Many people are doing ‘dry January’, which involves swearing off alcohol for a month, but I don’t drink the stuff as I’m enough of an idiot without exacerbating factors, and others are doing ‘Veganuary’, which – as you may have guessed if you have the deductive skills of anything more sentient than Donald Trump’s hair – is living a vegan lifestyle for the month of January. The meaner among you may suppose that this involves marching up and down outside butchers’ shops, carrying protest placards, wearing hemp and shouting “I’m a vegan!”, but it really just means living a cruelty-free lifestyle by not eating or drinking any animal derivatives. This is also not an option for me; not because I crave the blood of chickens or have an insatiable desire to attend ‘club your own lamb’ parties, but because I’m already vegan. What I have decided to try and do throughout January is to eat no food that contains added sugar.
If you have ever seen my Twitter account, you may be reasonably convinced that I live on Hobnobs, chocolate, cake and tea, because they’re all a bit of a running theme. You may also be convinced that I have ‘The Bumper Book of Cracker Jokes’ and I’m just tweeting them all for a bet; neither of these things are true. I do eat Hobnobs – which fall into the ‘accidentally vegan food’ category – and I also eat chocolate and cake and I drink A LOT of tea, I mean in ‘the Guinness Book of Records people are on the phone for you’ kind of amounts, but the chocolate and cake are rare treats, partly because I need to find the vegan versions but also because I don’t have much money for treats. I’ve spent it all on tea, hemp clothes and The Bumper Book of Cracker Jokes. Given that I’m not the cake fiend I seem, it should be pretty easy to give up sugar for a month, right? Right? WRONG!
Apparently, there’s a rule that says all food apart from salad and tripe must contain sugar, and I have my suspicions about tripe.

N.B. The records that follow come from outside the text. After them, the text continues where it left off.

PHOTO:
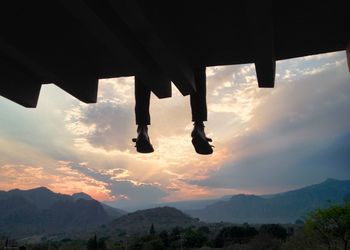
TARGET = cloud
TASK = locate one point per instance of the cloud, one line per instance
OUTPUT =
(63, 179)
(290, 138)
(127, 192)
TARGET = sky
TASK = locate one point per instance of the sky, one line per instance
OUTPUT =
(266, 140)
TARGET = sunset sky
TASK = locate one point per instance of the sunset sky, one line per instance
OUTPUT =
(266, 140)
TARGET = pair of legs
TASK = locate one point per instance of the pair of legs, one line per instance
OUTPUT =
(198, 109)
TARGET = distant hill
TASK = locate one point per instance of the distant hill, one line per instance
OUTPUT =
(161, 217)
(279, 208)
(39, 210)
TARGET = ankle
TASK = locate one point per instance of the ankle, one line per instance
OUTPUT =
(142, 128)
(198, 124)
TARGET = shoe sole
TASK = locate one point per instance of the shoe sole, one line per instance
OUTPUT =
(202, 146)
(144, 146)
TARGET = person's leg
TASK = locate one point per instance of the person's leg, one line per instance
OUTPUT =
(142, 116)
(199, 98)
(142, 103)
(200, 114)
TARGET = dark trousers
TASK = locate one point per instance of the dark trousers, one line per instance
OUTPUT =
(198, 99)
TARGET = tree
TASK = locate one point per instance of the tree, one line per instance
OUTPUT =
(92, 243)
(275, 230)
(331, 224)
(234, 234)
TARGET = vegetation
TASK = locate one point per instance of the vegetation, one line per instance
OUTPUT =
(327, 229)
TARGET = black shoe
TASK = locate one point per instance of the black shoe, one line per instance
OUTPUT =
(143, 144)
(200, 141)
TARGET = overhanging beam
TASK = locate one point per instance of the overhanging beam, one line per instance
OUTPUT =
(156, 80)
(172, 63)
(83, 89)
(17, 84)
(260, 13)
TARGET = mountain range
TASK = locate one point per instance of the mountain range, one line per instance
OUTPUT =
(34, 211)
(40, 211)
(279, 208)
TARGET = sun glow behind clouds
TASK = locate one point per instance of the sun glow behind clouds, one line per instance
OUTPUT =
(72, 147)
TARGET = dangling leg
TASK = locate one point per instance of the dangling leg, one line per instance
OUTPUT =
(199, 114)
(142, 115)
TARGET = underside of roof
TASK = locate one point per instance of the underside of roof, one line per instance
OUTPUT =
(74, 43)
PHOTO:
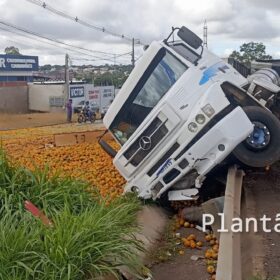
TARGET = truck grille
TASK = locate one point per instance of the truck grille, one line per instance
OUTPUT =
(146, 142)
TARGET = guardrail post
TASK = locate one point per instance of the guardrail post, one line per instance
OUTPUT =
(229, 259)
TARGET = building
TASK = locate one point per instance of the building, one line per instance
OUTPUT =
(18, 68)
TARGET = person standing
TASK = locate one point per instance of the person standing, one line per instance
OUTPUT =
(69, 110)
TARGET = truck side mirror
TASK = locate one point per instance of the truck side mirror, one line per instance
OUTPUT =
(189, 37)
(107, 148)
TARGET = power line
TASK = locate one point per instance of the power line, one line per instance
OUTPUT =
(80, 21)
(56, 41)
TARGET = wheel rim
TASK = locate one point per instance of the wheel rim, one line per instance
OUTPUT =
(260, 137)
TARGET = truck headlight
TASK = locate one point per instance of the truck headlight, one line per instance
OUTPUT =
(208, 110)
(200, 119)
(193, 127)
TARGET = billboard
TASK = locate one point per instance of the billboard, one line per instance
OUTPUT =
(18, 63)
(77, 92)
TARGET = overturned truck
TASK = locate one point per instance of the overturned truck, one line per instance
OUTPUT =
(183, 111)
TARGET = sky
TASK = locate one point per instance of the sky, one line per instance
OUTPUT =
(230, 24)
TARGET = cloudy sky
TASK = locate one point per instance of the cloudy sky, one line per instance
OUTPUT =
(230, 23)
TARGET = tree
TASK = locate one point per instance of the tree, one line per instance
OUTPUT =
(249, 52)
(12, 50)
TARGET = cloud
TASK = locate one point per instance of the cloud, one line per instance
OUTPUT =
(230, 23)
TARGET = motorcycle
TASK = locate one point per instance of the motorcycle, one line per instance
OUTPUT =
(84, 117)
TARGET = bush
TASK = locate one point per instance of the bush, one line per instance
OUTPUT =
(88, 239)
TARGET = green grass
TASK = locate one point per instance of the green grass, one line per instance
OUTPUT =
(88, 239)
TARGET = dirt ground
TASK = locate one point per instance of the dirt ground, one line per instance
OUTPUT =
(181, 267)
(17, 121)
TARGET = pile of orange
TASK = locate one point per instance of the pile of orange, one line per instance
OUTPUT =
(33, 148)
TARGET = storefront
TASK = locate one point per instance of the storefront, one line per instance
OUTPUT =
(17, 68)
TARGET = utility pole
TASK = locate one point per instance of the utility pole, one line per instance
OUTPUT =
(133, 54)
(205, 35)
(66, 90)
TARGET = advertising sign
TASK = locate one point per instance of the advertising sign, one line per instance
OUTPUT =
(94, 95)
(18, 63)
(77, 92)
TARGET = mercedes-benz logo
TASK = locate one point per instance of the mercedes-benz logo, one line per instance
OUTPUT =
(145, 143)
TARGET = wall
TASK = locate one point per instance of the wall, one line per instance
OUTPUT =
(40, 97)
(13, 98)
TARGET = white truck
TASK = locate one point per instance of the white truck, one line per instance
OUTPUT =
(183, 111)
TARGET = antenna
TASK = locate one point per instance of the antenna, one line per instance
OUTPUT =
(205, 31)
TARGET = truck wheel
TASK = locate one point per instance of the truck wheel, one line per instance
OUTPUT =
(81, 119)
(262, 146)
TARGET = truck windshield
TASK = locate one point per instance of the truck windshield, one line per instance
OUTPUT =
(163, 72)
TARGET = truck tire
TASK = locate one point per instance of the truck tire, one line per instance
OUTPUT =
(81, 118)
(262, 146)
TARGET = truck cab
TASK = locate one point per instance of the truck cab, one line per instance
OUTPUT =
(179, 114)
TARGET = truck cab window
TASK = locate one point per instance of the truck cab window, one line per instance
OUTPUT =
(185, 52)
(160, 76)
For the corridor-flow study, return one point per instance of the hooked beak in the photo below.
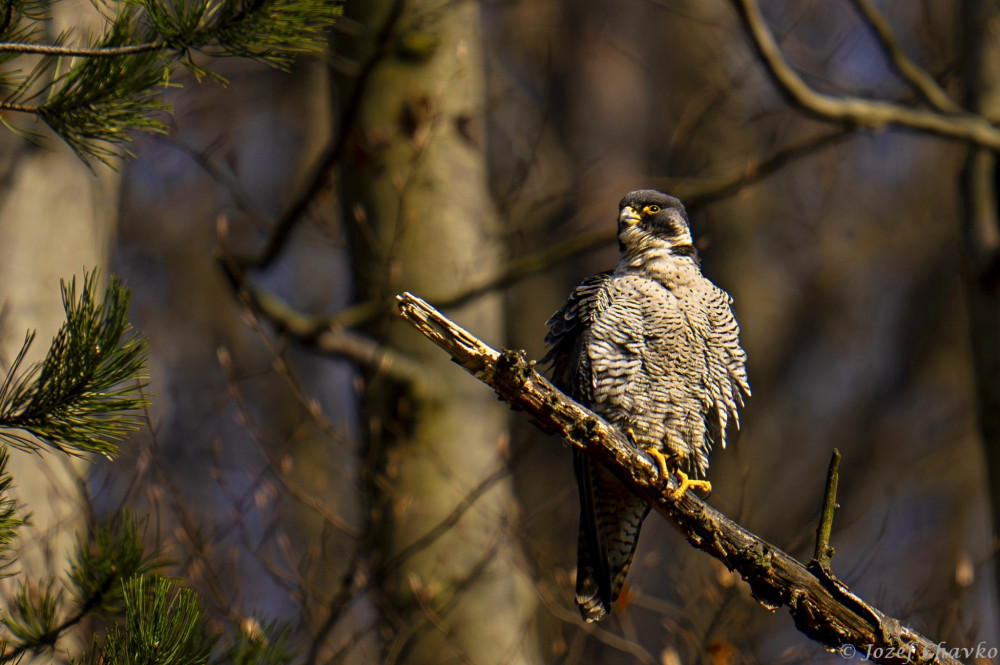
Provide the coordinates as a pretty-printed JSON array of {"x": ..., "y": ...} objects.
[{"x": 628, "y": 216}]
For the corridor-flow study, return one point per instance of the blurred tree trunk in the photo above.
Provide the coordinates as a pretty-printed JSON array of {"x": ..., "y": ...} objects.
[
  {"x": 57, "y": 217},
  {"x": 981, "y": 236},
  {"x": 420, "y": 218}
]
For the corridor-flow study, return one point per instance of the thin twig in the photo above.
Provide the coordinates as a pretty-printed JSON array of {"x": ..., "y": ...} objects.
[
  {"x": 823, "y": 608},
  {"x": 919, "y": 78},
  {"x": 856, "y": 111},
  {"x": 824, "y": 552},
  {"x": 321, "y": 171}
]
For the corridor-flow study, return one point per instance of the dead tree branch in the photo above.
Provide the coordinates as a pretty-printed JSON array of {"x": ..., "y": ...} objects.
[
  {"x": 857, "y": 111},
  {"x": 822, "y": 607}
]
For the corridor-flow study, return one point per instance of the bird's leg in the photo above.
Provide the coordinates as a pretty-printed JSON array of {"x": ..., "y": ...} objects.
[{"x": 684, "y": 484}]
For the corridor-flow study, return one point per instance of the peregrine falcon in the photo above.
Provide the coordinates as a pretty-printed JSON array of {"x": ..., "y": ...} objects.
[{"x": 653, "y": 347}]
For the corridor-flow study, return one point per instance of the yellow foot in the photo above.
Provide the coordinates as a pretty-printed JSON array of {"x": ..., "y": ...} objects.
[
  {"x": 661, "y": 461},
  {"x": 684, "y": 484}
]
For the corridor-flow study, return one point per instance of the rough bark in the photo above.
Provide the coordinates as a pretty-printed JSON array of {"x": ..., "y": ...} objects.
[
  {"x": 822, "y": 606},
  {"x": 419, "y": 214}
]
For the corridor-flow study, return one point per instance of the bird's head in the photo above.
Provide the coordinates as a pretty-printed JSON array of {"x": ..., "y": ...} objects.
[{"x": 652, "y": 220}]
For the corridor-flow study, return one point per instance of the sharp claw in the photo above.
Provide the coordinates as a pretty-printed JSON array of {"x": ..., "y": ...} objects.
[{"x": 684, "y": 484}]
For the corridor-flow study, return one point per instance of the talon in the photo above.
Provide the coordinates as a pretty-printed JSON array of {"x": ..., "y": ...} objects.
[
  {"x": 684, "y": 484},
  {"x": 661, "y": 461}
]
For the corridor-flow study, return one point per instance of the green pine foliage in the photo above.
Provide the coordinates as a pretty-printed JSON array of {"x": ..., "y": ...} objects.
[
  {"x": 93, "y": 95},
  {"x": 163, "y": 626},
  {"x": 110, "y": 553},
  {"x": 77, "y": 400}
]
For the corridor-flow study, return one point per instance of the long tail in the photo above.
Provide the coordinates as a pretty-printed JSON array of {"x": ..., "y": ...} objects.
[{"x": 610, "y": 518}]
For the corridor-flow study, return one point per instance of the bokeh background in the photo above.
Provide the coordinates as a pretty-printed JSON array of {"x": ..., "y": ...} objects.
[{"x": 307, "y": 458}]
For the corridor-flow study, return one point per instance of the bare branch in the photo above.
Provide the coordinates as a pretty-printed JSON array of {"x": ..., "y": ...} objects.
[
  {"x": 824, "y": 552},
  {"x": 822, "y": 607},
  {"x": 919, "y": 79},
  {"x": 855, "y": 111},
  {"x": 318, "y": 332}
]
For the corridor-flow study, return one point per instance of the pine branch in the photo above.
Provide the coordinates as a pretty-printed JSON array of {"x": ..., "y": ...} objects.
[
  {"x": 822, "y": 606},
  {"x": 74, "y": 399},
  {"x": 113, "y": 86},
  {"x": 162, "y": 625},
  {"x": 10, "y": 523}
]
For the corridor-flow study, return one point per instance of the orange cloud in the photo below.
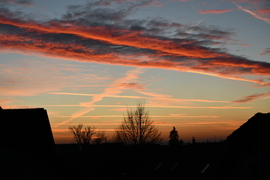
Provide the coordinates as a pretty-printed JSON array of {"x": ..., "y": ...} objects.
[
  {"x": 161, "y": 53},
  {"x": 211, "y": 11},
  {"x": 253, "y": 97},
  {"x": 113, "y": 89},
  {"x": 263, "y": 11},
  {"x": 265, "y": 19}
]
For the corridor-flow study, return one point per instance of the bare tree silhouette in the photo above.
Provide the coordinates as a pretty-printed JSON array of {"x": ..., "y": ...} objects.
[
  {"x": 174, "y": 137},
  {"x": 81, "y": 134},
  {"x": 100, "y": 137},
  {"x": 137, "y": 128}
]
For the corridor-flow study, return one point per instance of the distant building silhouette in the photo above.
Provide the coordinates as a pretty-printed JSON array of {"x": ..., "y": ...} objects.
[
  {"x": 193, "y": 140},
  {"x": 26, "y": 127}
]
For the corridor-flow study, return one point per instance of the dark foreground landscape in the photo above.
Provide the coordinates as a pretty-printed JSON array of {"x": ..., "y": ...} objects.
[{"x": 243, "y": 155}]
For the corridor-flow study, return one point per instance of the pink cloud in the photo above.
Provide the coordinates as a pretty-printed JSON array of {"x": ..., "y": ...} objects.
[
  {"x": 119, "y": 109},
  {"x": 253, "y": 97},
  {"x": 211, "y": 11},
  {"x": 263, "y": 11},
  {"x": 245, "y": 45},
  {"x": 132, "y": 85},
  {"x": 265, "y": 52},
  {"x": 265, "y": 19}
]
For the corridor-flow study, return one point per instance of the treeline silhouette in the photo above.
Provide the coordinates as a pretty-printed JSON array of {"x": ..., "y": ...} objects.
[{"x": 31, "y": 154}]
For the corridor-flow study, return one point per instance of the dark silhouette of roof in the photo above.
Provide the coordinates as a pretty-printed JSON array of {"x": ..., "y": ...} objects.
[
  {"x": 28, "y": 148},
  {"x": 26, "y": 127},
  {"x": 246, "y": 155}
]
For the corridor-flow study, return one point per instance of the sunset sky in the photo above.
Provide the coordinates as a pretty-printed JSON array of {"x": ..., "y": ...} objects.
[{"x": 202, "y": 66}]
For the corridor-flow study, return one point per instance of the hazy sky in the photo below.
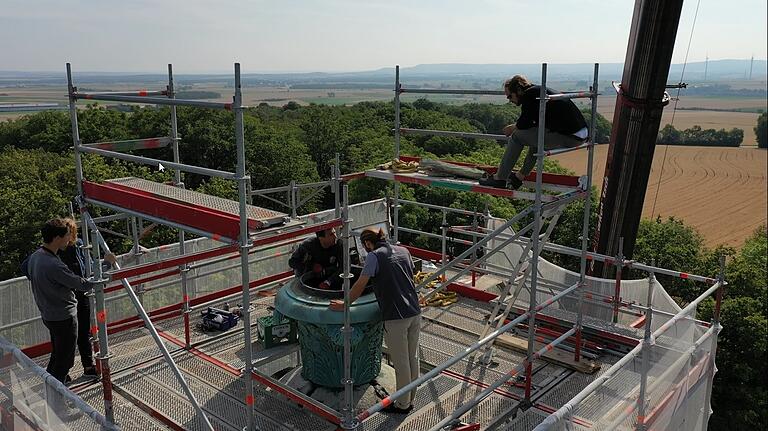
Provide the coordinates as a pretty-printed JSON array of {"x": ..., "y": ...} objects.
[{"x": 200, "y": 36}]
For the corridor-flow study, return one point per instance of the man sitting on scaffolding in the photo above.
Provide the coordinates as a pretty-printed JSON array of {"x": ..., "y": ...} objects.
[
  {"x": 322, "y": 256},
  {"x": 565, "y": 128}
]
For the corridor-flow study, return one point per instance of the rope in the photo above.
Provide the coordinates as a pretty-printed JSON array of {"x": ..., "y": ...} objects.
[{"x": 674, "y": 109}]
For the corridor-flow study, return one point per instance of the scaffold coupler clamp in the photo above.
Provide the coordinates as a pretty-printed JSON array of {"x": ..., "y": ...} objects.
[{"x": 348, "y": 420}]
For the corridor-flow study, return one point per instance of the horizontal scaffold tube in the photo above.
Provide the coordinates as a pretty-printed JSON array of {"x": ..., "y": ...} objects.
[
  {"x": 471, "y": 250},
  {"x": 572, "y": 95},
  {"x": 157, "y": 162},
  {"x": 568, "y": 150},
  {"x": 449, "y": 91},
  {"x": 153, "y": 100},
  {"x": 132, "y": 144},
  {"x": 480, "y": 343},
  {"x": 153, "y": 332},
  {"x": 608, "y": 259},
  {"x": 141, "y": 93},
  {"x": 427, "y": 132}
]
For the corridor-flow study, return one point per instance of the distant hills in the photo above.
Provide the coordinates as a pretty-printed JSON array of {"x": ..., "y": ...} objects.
[{"x": 715, "y": 70}]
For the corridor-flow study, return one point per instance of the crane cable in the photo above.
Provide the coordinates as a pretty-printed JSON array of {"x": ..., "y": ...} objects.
[{"x": 674, "y": 109}]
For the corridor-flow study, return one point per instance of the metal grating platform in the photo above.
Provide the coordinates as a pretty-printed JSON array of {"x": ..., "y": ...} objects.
[
  {"x": 262, "y": 216},
  {"x": 143, "y": 379}
]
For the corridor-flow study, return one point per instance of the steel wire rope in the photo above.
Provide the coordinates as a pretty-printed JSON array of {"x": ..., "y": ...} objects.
[{"x": 674, "y": 108}]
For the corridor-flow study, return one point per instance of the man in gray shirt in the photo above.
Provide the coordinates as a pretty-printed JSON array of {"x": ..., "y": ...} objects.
[{"x": 52, "y": 286}]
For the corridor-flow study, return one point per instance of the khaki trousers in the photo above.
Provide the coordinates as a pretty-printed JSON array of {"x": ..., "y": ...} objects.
[{"x": 402, "y": 338}]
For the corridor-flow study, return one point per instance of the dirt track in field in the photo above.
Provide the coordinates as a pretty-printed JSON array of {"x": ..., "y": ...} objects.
[{"x": 719, "y": 191}]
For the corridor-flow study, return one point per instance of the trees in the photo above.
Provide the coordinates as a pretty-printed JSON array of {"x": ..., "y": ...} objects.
[
  {"x": 698, "y": 136},
  {"x": 740, "y": 391},
  {"x": 761, "y": 130}
]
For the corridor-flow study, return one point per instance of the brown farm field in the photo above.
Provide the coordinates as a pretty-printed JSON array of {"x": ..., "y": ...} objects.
[{"x": 719, "y": 191}]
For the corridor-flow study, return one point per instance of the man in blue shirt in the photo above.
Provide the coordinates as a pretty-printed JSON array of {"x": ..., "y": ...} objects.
[{"x": 391, "y": 268}]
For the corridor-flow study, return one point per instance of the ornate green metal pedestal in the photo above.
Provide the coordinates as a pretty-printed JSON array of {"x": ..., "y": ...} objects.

There’s sugar in my ‘healthy’ cereal. It’s in most of the bread in the supermarket. It’s in my delicious vegan pesto (that I add to far too many things, if I’m honest). It’s even in salt and vinegar crisps!! So, sugar-free January may prove somewhat trickier than I’d presumed. It took me over an hour to find bread that was both vegan and sugar free, which is why there are eight loaves in my freezer and another on the worktop. I won’t inflict a Venn diagram on you, but if I were to do one of food that is vegan and sugar free, it would have a similar amount of items in the centre as a Venn diagram of ‘Things said by the Kardashian family’ and ‘Things that broadly make sense’. It’s looking as though I may spend January eating fruit, veg, porridge and nine loaves of bread – oh, and ready-salted crisps. I’m beginning to wish I’d opted for ‘New Week’s resolutions’!